Social Media and Anxiety: Is It Any Wonder We Have Anxiety?

The modern world is filled with anxiety triggers, from stressful work-life environments to the pressures of raising a family in the constant shadow of potential worldwide catastrophe. But one of the greatest anxiety triggers that we have at the beginning of the 21st century, is in fact one of the very things that defines our generation. It is a wolf in sheep’s clothing that we bring into our beds at night and to our breakfast tables in the morning. It is of course social media.

Touted at one time to be good for anxiety sufferers thanks to its ability to bypass real-life human interaction and therefore ease the stresses of social anxiety, it has in fact brought with it a raft of ways in which it can produce anxiety in its users.
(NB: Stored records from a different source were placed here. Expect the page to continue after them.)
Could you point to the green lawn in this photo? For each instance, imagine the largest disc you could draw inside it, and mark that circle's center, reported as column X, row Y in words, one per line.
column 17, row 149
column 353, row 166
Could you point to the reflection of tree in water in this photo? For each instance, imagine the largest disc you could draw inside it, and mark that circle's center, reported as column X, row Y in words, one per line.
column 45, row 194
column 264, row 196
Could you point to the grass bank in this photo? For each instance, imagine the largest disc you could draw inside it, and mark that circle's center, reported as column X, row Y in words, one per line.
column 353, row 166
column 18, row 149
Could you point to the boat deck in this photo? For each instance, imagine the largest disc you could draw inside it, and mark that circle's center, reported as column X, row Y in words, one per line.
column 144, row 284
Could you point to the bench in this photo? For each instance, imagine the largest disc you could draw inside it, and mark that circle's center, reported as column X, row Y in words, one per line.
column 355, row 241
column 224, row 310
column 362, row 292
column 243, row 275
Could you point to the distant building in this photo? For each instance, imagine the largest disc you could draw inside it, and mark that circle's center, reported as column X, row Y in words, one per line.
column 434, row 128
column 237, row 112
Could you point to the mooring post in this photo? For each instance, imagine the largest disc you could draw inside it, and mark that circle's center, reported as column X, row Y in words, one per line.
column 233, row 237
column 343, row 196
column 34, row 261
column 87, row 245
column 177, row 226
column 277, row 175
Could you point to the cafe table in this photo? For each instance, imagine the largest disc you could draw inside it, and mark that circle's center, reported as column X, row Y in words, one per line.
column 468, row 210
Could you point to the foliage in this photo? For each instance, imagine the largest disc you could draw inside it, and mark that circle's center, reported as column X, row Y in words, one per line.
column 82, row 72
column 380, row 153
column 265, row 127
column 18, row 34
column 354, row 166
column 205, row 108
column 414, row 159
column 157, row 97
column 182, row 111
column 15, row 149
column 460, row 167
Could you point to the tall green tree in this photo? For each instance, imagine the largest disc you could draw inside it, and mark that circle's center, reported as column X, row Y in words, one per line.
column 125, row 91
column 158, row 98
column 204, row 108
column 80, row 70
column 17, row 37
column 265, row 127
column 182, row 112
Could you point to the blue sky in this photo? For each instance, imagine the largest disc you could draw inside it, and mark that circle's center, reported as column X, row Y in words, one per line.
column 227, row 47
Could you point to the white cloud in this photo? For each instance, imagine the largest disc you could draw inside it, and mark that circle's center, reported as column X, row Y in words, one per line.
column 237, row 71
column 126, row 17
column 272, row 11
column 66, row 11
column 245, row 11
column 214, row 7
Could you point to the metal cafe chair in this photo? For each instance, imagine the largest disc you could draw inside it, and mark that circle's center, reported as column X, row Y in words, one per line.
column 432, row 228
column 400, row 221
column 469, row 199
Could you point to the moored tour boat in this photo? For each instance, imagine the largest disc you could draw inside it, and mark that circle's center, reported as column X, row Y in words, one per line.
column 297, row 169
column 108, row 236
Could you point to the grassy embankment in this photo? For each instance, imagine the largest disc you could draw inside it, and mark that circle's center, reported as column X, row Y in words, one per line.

Facebook, Twitter, Instagram, Snapchat, Viber, and Line have all brought out about new and novel ways to cause anxiety in a population that was by no means prepared for the social media explosion, and certainly not ready for the responsibilities and changes in social interaction that came with it.

So what is it about social media that brings about anxiety? Surely social media are warm and fuzzy and friendly media, right? Well of course they could be. We can never truly blame the media for the results. It is the people that use them that are ultimately responsible, and the way that they interact with each other. And sadly it is these same people that ultimately also suffer the consequences.
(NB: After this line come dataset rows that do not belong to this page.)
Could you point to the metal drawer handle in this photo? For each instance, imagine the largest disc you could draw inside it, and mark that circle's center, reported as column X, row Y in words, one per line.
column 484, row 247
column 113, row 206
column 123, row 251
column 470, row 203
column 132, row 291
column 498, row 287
The first problem that we have to deal with when it comes to all social media is the addictiveness. Dopamine is a drug in the brain that makes us feel good. Long ago when the only medium was smearing paint onto cave walls, dopamine was the reward for a successful hunt, or well built fire. It is a drug of reward that makes us feel good after succeeding at something. The more we get it, the more we want it. It makes us addicted to trying to stay alive.
Back in those days, though, a dopamine hit was received every few hours or even days.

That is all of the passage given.